The deal came soon after French President Nicolas Sarkozy flew in for talks with Libyan leader Moamer Kadhafi, a day after Tripoli's release of six foreign medics that cleared the way for trade deals with the oil-rich state.
Gueant stressed that “there is still much work to do” on the feasibility study of the desalination project and that French experts had already been in Libya for more than three weeks doing preliminary planning.
Asked if the deal had been linked to the release of the medics, he replied, “No, not at all.”
But Gueant added, the release of the five Bulgarian nurses and a Palestinian-born doctor had been made possible “through renewed co-operation both between France and Libya and between the European Union and Libya.”

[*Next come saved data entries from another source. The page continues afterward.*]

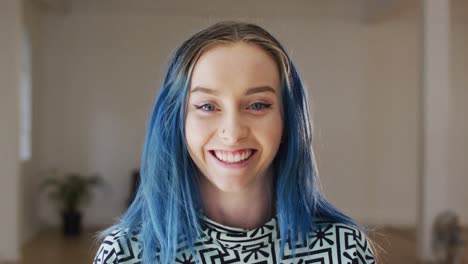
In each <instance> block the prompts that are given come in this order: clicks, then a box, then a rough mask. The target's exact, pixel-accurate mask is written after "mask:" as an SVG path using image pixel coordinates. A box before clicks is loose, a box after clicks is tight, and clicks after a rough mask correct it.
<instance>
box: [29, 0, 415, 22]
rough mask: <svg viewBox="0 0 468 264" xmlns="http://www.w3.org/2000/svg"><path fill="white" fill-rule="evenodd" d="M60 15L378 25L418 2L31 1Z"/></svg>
mask: <svg viewBox="0 0 468 264" xmlns="http://www.w3.org/2000/svg"><path fill="white" fill-rule="evenodd" d="M30 1H32V2H35V3H36V4H37V5H38V6H40V7H41V8H42V9H43V10H46V11H49V12H56V13H57V12H58V13H62V14H70V13H71V14H75V13H77V14H91V15H94V14H122V15H163V16H165V15H169V16H211V17H217V16H223V17H226V16H227V17H229V16H235V17H258V16H262V17H298V18H300V17H309V18H310V17H326V16H330V17H339V18H343V19H360V20H362V21H365V22H378V21H380V20H385V19H388V18H390V17H393V16H397V15H399V14H401V13H402V12H405V11H407V10H408V9H414V8H415V7H417V5H418V3H419V1H418V0H292V1H283V0H237V1H228V0H197V1H186V0H172V1H162V0H30Z"/></svg>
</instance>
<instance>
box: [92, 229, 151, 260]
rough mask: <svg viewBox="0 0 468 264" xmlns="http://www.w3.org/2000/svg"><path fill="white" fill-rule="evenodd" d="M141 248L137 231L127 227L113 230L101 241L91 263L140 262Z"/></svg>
mask: <svg viewBox="0 0 468 264" xmlns="http://www.w3.org/2000/svg"><path fill="white" fill-rule="evenodd" d="M142 249H143V244H142V242H141V238H140V235H139V233H137V232H136V231H134V232H130V231H129V230H128V229H119V230H115V231H112V232H111V233H110V234H109V235H108V236H106V237H105V238H104V240H103V241H102V243H101V245H100V246H99V249H98V251H97V253H96V256H95V258H94V262H93V264H108V263H128V264H130V263H141V257H142Z"/></svg>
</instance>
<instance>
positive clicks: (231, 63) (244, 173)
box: [185, 42, 283, 192]
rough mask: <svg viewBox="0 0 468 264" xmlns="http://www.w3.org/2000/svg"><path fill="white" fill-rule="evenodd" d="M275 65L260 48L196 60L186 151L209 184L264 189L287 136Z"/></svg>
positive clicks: (187, 102)
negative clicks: (257, 187) (274, 157)
mask: <svg viewBox="0 0 468 264" xmlns="http://www.w3.org/2000/svg"><path fill="white" fill-rule="evenodd" d="M280 94H281V93H280V77H279V72H278V67H277V66H276V63H275V61H274V60H273V59H272V58H271V57H270V55H269V54H268V53H266V52H265V51H264V50H263V49H261V48H260V47H258V46H256V45H255V44H249V43H244V42H238V43H235V44H229V45H225V44H220V45H217V46H214V47H213V48H210V49H208V50H207V51H206V52H204V53H203V54H202V55H201V57H200V58H199V60H198V61H197V63H196V65H195V67H194V70H193V74H192V79H191V84H190V91H189V98H188V102H187V115H186V120H185V134H186V139H187V147H188V150H189V153H190V156H191V158H192V160H193V161H194V162H195V164H196V165H197V167H198V169H199V170H200V172H201V173H202V174H203V176H204V177H205V179H207V180H208V181H206V182H208V184H210V185H212V186H214V187H216V188H217V189H218V191H222V192H237V191H244V190H247V189H249V188H255V187H262V186H265V184H268V183H269V182H271V181H272V179H273V170H272V161H273V159H274V157H275V155H276V153H277V151H278V148H279V144H280V141H281V136H282V133H283V127H282V117H281V111H282V108H281V107H282V106H281V96H280Z"/></svg>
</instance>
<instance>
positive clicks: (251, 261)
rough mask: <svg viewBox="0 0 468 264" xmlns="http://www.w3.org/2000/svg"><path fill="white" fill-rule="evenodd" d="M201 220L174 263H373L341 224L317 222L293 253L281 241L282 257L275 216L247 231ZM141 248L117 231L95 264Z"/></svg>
mask: <svg viewBox="0 0 468 264" xmlns="http://www.w3.org/2000/svg"><path fill="white" fill-rule="evenodd" d="M201 224H202V230H203V232H202V234H203V235H202V237H201V238H200V239H198V240H197V241H196V242H195V255H192V252H191V251H190V249H184V248H181V249H179V250H177V252H178V253H177V259H176V261H175V263H180V264H195V263H203V264H205V263H264V264H269V263H281V264H293V263H301V264H302V263H304V264H305V263H323V264H326V263H329V264H331V263H337V264H341V263H342V264H360V263H366V264H367V263H369V264H373V263H375V260H374V256H373V253H372V249H371V245H370V243H369V241H368V240H367V238H366V236H365V235H364V234H363V233H362V232H361V231H359V230H358V229H356V228H354V227H351V226H349V225H345V224H337V223H331V222H327V221H317V228H316V230H315V231H314V232H311V233H310V234H309V235H308V236H307V238H306V241H305V242H302V240H301V241H300V242H298V243H297V245H296V252H295V255H292V252H291V250H290V245H289V244H288V243H286V245H285V252H284V255H283V256H281V255H280V237H279V227H278V226H277V219H276V217H275V218H273V219H271V220H270V221H269V222H267V223H266V224H264V225H263V226H261V227H259V228H256V229H252V230H247V229H242V228H233V227H227V226H223V225H221V224H219V223H216V222H214V221H213V220H210V219H208V218H203V219H202V221H201ZM142 248H143V247H142V242H141V240H140V237H139V234H138V233H136V232H135V233H132V234H128V232H127V231H126V230H120V231H119V230H117V231H114V232H113V233H111V234H110V235H109V236H107V237H106V238H105V239H104V241H103V243H102V244H101V246H100V247H99V249H98V251H97V254H96V257H95V259H94V264H101V263H106V264H107V263H128V264H129V263H142V262H141V258H142ZM155 252H157V250H155ZM156 257H157V256H156Z"/></svg>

“It is a strong political signal which signifies that countries which comply with international regulations on nuclear energy, such as Libya, can acquire equipment they need for civilian purposes,” he said.
Gueant, along with Sarkozy's wife Cecilia, joined European Union officials in Tripoli earlier in the week to press Tripoli to release the medics, held in Libya since 1999 and whose death sentence for infecting children with the AIDS virus was commuted.
The medics were flown to Sofia on Tuesday aboard a French government jet after being released by the Libyan authorities. They were then granted a pardon by Bulgarian President Georgy Parvanov, ending an eight-year ordeal.
A second agreement, to cooperate on civilian nuclear energy, was signed at the end of Wednesday's talks between Kadhafi and Sarkozy, officials said.
Libyan Foreign Minister Abdel Rahman Shalgham and his French counterpart, Bernard Kouchner also signed accords relating to military-industrial cooperation, cultural, scientific and technical assistance and cooperation in the field of research, they said.
Additionally, a partnership agreement was signed which according to a French official expresses “a common will to implement co-operation in all fields.”
Sarkozy has touted his visit of less than 24 hours as a “political trip” to help Libya's reintegration into the international community after decades of sanctions and isolation.